The specialist lender says that the BTL pipeline stood at £810m in the period to the end of May, compared to £1.34bn a year ago, “reflecting strong completions and weak application flows in the post-mini-Budget period.
“Recent application flows are stronger, with the pipeline up nearly 20% from its intra-period low and continuing to increase after the period end.”
The firm continues its focus on professional landlords who represented 98.6% of completions in its first half.
Total mortgage and commercial new lending lifted by 6.9% to £1.59bn, driving a 4.6% year-on-year growth in the loan book to £14.6bn.

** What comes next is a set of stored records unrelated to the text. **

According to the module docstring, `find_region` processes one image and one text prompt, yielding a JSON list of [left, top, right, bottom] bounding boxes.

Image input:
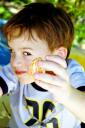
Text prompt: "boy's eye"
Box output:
[[23, 52, 31, 56]]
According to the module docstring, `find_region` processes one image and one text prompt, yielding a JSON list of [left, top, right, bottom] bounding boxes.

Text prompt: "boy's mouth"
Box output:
[[15, 70, 26, 75]]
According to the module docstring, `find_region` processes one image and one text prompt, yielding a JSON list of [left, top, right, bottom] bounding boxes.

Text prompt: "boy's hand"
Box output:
[[34, 55, 71, 103]]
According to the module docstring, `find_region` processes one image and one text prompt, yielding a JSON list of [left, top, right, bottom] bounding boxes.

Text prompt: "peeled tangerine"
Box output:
[[28, 57, 45, 82]]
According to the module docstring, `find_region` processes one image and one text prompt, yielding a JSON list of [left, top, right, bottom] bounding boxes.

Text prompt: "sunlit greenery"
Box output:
[[0, 0, 85, 48]]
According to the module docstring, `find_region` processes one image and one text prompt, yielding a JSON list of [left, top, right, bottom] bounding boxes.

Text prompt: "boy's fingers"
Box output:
[[46, 55, 67, 68]]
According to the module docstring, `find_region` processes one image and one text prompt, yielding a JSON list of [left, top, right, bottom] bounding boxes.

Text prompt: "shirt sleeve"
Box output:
[[67, 59, 85, 88], [0, 64, 18, 94]]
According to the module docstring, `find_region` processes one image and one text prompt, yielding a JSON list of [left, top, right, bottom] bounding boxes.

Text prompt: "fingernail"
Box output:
[[34, 74, 39, 78]]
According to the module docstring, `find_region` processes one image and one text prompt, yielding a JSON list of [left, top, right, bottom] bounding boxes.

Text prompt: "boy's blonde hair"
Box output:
[[4, 3, 74, 55]]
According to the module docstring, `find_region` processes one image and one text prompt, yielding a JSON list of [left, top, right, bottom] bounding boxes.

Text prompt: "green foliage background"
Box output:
[[0, 0, 85, 128]]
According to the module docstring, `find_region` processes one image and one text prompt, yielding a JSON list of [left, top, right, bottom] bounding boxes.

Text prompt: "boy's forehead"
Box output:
[[8, 32, 48, 49]]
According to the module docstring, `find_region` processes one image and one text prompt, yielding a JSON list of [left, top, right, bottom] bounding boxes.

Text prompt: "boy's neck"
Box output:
[[32, 82, 47, 92]]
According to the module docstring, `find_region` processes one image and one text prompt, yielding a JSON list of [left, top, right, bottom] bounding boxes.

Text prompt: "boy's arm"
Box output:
[[34, 56, 85, 123], [64, 60, 85, 123], [0, 64, 18, 95]]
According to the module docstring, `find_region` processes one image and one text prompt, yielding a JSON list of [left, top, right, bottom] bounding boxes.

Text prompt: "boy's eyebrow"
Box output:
[[21, 47, 32, 50]]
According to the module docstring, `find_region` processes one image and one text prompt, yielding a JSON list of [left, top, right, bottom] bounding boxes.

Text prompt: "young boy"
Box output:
[[0, 3, 85, 128]]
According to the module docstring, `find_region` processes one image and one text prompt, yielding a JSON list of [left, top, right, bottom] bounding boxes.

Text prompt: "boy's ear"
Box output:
[[55, 47, 67, 59]]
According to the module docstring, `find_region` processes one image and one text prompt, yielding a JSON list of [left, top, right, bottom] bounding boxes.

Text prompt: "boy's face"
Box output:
[[8, 33, 51, 84]]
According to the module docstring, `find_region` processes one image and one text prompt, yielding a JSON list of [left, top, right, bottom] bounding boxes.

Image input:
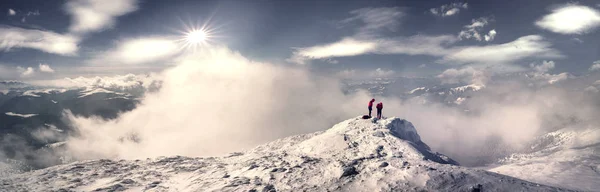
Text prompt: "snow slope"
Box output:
[[490, 128, 600, 191], [0, 118, 564, 191]]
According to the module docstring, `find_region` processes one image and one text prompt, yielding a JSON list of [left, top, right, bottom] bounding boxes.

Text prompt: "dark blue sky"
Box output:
[[0, 0, 600, 79]]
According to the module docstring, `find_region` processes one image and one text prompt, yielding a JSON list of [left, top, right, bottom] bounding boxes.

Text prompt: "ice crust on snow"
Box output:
[[0, 117, 563, 191], [490, 128, 600, 191]]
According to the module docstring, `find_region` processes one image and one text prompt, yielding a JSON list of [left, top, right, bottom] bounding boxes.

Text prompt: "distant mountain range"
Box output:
[[0, 81, 155, 168]]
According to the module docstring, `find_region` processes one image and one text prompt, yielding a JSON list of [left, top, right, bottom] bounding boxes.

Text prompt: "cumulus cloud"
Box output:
[[335, 68, 396, 79], [535, 4, 600, 34], [39, 63, 54, 73], [88, 37, 181, 65], [0, 27, 79, 55], [458, 17, 496, 41], [429, 3, 469, 17], [528, 61, 569, 85], [371, 68, 396, 77], [590, 60, 600, 71], [438, 35, 564, 64], [484, 29, 497, 41], [17, 67, 35, 77], [21, 10, 40, 23], [529, 61, 555, 73], [437, 67, 490, 85], [56, 49, 598, 168], [287, 35, 456, 64], [340, 7, 405, 36], [65, 0, 138, 33], [8, 9, 17, 16], [62, 49, 369, 158], [28, 73, 162, 91]]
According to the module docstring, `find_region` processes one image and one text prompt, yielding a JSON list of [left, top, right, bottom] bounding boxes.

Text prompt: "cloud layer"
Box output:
[[88, 37, 181, 65], [535, 4, 600, 34], [429, 3, 469, 17], [66, 0, 137, 33], [0, 27, 80, 55], [63, 49, 368, 158]]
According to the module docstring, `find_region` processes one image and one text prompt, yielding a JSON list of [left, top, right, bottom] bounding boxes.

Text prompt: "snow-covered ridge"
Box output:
[[5, 112, 38, 118], [490, 128, 600, 191], [0, 117, 563, 191]]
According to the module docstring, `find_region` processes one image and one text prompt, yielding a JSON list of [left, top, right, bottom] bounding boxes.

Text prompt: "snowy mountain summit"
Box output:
[[0, 117, 565, 191]]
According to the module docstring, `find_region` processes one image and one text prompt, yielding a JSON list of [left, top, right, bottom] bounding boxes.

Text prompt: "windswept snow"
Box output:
[[5, 112, 38, 118], [0, 118, 563, 191], [490, 129, 600, 191]]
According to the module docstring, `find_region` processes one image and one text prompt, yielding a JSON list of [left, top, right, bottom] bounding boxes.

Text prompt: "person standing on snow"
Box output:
[[369, 99, 375, 117], [376, 102, 383, 119]]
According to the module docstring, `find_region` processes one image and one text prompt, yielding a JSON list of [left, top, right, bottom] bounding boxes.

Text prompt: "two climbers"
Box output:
[[369, 99, 383, 119]]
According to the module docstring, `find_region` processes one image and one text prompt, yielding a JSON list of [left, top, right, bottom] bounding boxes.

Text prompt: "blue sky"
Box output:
[[0, 0, 600, 80]]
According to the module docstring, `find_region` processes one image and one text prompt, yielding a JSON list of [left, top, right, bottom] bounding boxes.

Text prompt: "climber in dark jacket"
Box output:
[[376, 102, 383, 119], [369, 99, 375, 117]]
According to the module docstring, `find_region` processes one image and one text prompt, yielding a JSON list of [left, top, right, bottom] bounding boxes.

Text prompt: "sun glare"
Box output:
[[185, 30, 207, 44], [176, 19, 222, 51]]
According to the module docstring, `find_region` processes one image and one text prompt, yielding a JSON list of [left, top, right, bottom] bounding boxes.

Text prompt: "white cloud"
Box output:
[[335, 68, 396, 79], [437, 67, 490, 85], [438, 35, 563, 64], [340, 7, 405, 36], [88, 37, 181, 65], [335, 69, 357, 79], [287, 35, 456, 64], [8, 9, 17, 16], [17, 67, 35, 77], [61, 49, 370, 158], [39, 63, 54, 73], [529, 61, 555, 73], [294, 38, 377, 59], [535, 4, 600, 34], [590, 60, 600, 71], [66, 0, 137, 33], [429, 3, 469, 17], [0, 27, 79, 55], [21, 10, 40, 23], [458, 17, 496, 41], [584, 86, 600, 93], [371, 68, 396, 77], [485, 29, 497, 41], [528, 61, 569, 85], [27, 73, 162, 91]]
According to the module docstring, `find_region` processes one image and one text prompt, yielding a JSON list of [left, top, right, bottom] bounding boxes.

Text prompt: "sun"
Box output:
[[185, 30, 208, 44], [174, 18, 223, 51]]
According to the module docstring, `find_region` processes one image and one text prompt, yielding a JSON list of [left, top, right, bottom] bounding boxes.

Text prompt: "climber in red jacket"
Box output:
[[376, 102, 383, 119], [369, 99, 375, 118]]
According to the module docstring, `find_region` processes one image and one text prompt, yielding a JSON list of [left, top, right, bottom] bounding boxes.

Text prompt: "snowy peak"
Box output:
[[253, 117, 458, 164], [0, 117, 563, 191]]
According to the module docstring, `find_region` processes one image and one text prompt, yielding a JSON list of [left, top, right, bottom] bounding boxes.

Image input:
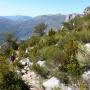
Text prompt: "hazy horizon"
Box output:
[[0, 0, 90, 17]]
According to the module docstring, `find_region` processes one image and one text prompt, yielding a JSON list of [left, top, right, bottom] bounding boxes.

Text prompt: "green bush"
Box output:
[[0, 56, 29, 90], [32, 64, 48, 78]]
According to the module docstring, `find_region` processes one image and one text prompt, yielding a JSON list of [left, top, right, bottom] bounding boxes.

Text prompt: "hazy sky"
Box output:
[[0, 0, 90, 16]]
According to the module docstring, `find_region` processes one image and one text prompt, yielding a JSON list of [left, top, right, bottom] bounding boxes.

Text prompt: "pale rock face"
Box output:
[[22, 71, 43, 90], [43, 77, 60, 90], [65, 13, 78, 22], [37, 61, 45, 67], [20, 58, 33, 67], [84, 43, 90, 53], [82, 71, 90, 80]]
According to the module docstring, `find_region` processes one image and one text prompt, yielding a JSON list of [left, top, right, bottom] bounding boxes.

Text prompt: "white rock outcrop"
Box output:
[[43, 77, 60, 90]]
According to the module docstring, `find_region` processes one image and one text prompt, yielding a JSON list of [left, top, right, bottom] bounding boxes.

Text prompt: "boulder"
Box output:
[[37, 61, 45, 67]]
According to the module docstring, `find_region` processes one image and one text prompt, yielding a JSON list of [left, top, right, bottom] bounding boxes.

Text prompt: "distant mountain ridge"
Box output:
[[0, 14, 66, 40]]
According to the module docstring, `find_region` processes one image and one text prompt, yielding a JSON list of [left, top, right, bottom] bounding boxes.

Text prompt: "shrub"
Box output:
[[32, 64, 48, 78], [0, 56, 29, 90]]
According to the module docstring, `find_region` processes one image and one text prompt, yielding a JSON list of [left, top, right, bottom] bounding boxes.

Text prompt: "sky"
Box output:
[[0, 0, 90, 17]]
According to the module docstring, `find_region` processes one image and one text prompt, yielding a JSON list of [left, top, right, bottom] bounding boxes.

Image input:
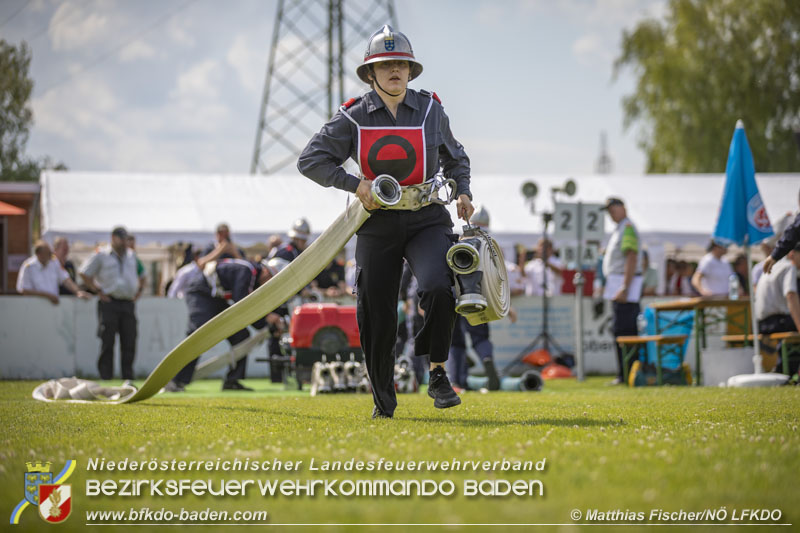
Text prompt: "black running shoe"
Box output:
[[372, 405, 392, 418], [222, 381, 253, 391], [428, 366, 461, 409], [483, 359, 500, 390]]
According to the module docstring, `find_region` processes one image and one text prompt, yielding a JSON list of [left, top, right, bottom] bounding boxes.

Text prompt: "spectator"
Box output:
[[642, 250, 658, 296], [167, 250, 203, 298], [53, 237, 77, 295], [165, 259, 281, 392], [603, 198, 641, 385], [525, 239, 564, 296], [668, 259, 694, 296], [692, 240, 734, 296], [125, 233, 147, 300], [732, 254, 750, 296], [17, 241, 89, 305], [79, 226, 140, 380], [751, 242, 772, 287], [197, 222, 246, 270], [269, 218, 311, 263], [664, 259, 678, 294], [311, 249, 347, 298], [754, 244, 800, 374]]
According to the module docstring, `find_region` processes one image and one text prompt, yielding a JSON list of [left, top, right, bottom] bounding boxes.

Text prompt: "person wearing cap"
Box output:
[[197, 222, 246, 270], [269, 218, 311, 262], [603, 197, 641, 384], [692, 240, 736, 296], [297, 25, 474, 418], [753, 243, 800, 375], [79, 226, 139, 379], [763, 189, 800, 274], [17, 241, 89, 305], [164, 258, 282, 392]]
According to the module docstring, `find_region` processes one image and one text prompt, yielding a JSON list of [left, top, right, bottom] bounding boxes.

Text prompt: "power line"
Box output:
[[24, 0, 93, 42], [37, 0, 197, 93], [0, 0, 31, 28]]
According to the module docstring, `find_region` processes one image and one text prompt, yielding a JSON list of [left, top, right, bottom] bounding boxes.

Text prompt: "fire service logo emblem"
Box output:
[[10, 459, 75, 524]]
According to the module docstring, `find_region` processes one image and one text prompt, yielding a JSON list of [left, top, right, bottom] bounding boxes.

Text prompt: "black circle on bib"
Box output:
[[367, 135, 417, 182]]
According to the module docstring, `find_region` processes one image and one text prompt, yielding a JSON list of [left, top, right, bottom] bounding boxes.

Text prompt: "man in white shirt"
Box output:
[[17, 241, 89, 305], [754, 244, 800, 374], [692, 241, 736, 296], [525, 239, 564, 296], [80, 226, 139, 379]]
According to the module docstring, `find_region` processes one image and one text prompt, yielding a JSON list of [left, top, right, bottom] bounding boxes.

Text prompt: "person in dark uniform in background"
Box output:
[[198, 222, 247, 270], [165, 259, 281, 392], [269, 218, 311, 263], [297, 25, 474, 418], [53, 237, 77, 295]]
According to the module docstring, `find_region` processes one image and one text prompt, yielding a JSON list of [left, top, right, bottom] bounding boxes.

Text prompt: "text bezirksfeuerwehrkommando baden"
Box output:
[[86, 457, 544, 472]]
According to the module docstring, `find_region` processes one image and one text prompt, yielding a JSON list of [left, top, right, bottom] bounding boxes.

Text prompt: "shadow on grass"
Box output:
[[155, 403, 626, 428]]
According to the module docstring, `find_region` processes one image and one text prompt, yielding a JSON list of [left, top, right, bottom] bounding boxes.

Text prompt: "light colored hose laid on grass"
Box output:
[[29, 200, 369, 404], [119, 201, 369, 403], [192, 327, 270, 379]]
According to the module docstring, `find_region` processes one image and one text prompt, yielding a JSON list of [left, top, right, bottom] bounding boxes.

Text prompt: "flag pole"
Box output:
[[744, 235, 764, 374]]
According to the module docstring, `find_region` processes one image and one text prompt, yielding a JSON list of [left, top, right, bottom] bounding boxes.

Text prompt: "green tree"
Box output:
[[0, 39, 66, 181], [614, 0, 800, 172]]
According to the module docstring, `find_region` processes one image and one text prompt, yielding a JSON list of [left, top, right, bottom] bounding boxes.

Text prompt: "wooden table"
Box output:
[[650, 296, 750, 385]]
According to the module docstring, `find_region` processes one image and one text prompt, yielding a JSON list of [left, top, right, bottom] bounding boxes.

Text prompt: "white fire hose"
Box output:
[[33, 175, 462, 404]]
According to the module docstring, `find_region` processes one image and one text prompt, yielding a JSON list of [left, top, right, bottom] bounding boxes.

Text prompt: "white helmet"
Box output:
[[289, 218, 311, 240], [356, 24, 422, 84], [261, 257, 289, 276], [469, 206, 489, 228]]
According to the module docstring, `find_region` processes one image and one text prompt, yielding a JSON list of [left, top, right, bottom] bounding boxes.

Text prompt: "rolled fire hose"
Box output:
[[467, 370, 544, 392], [33, 176, 455, 404], [447, 226, 511, 326], [193, 327, 271, 379]]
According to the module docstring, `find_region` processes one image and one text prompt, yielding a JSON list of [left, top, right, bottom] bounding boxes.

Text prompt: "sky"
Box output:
[[0, 0, 666, 176]]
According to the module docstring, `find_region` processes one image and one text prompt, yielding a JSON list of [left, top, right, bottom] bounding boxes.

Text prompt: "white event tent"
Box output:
[[41, 171, 800, 255]]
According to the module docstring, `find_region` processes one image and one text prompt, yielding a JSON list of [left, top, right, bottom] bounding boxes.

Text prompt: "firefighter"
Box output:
[[269, 218, 311, 263], [297, 25, 474, 418], [165, 259, 282, 392]]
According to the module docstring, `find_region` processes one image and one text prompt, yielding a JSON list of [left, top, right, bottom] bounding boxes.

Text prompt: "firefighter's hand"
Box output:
[[267, 313, 283, 332], [764, 255, 775, 274], [456, 194, 475, 223], [356, 180, 381, 211]]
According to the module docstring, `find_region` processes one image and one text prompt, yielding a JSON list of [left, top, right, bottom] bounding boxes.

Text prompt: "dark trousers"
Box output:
[[758, 316, 800, 375], [356, 205, 456, 415], [447, 315, 494, 387], [611, 302, 640, 381], [174, 292, 250, 385], [97, 300, 136, 379]]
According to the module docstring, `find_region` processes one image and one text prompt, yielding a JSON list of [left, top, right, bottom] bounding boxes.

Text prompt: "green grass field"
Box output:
[[0, 378, 800, 531]]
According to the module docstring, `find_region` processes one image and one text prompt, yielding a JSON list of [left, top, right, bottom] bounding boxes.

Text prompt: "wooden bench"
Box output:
[[617, 335, 687, 385], [722, 331, 800, 374]]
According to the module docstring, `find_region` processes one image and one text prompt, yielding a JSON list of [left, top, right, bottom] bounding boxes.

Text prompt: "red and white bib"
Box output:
[[341, 98, 433, 185]]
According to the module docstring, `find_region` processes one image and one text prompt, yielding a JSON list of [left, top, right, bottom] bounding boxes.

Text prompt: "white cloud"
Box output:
[[520, 0, 666, 31], [48, 2, 108, 51], [225, 35, 267, 93], [572, 33, 615, 66], [119, 40, 156, 62], [166, 17, 196, 48], [170, 59, 219, 101]]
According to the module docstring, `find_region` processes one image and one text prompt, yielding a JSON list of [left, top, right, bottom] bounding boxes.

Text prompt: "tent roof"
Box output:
[[0, 202, 25, 216], [41, 171, 800, 246]]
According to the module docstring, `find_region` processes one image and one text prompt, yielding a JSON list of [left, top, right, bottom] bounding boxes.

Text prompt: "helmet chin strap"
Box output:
[[373, 78, 404, 96]]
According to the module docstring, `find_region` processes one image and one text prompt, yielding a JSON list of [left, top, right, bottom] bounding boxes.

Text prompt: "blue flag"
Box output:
[[713, 120, 775, 245]]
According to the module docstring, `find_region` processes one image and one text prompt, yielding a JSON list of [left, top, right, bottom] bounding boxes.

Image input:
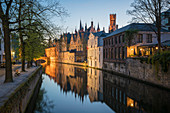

The bank’s statutory pre-tax profit fell 67.7% to £46.4m, reflecting the unwinding of £82.5m of fair value gains recognised last year.
Underlying profit lifted 22.2% to £128.9m.
The lender raised its net interest margin – the difference between what it pays out to savers and what it charges for loans — to 2.95% from 2.57% a year ago.
It raised its net interest margin guidance for the full year to around 3% from 2.89%.
Paragon Bank chief executive Nigel Terrington says: “The group has a high-quality loan book, 99% of which is secured, virtually all on low loan-to-value properties.
“Notwithstanding the more volatile and disruptive environment, our portfolios are performing resiliently.”
Paragon Bank managing director of mortgages Richard Rowntree adds: “We are experiencing strong application flows following the issues caused by the mini-Budget, which reflects the strong underlying demand for BTL investment by portfolio landlords.”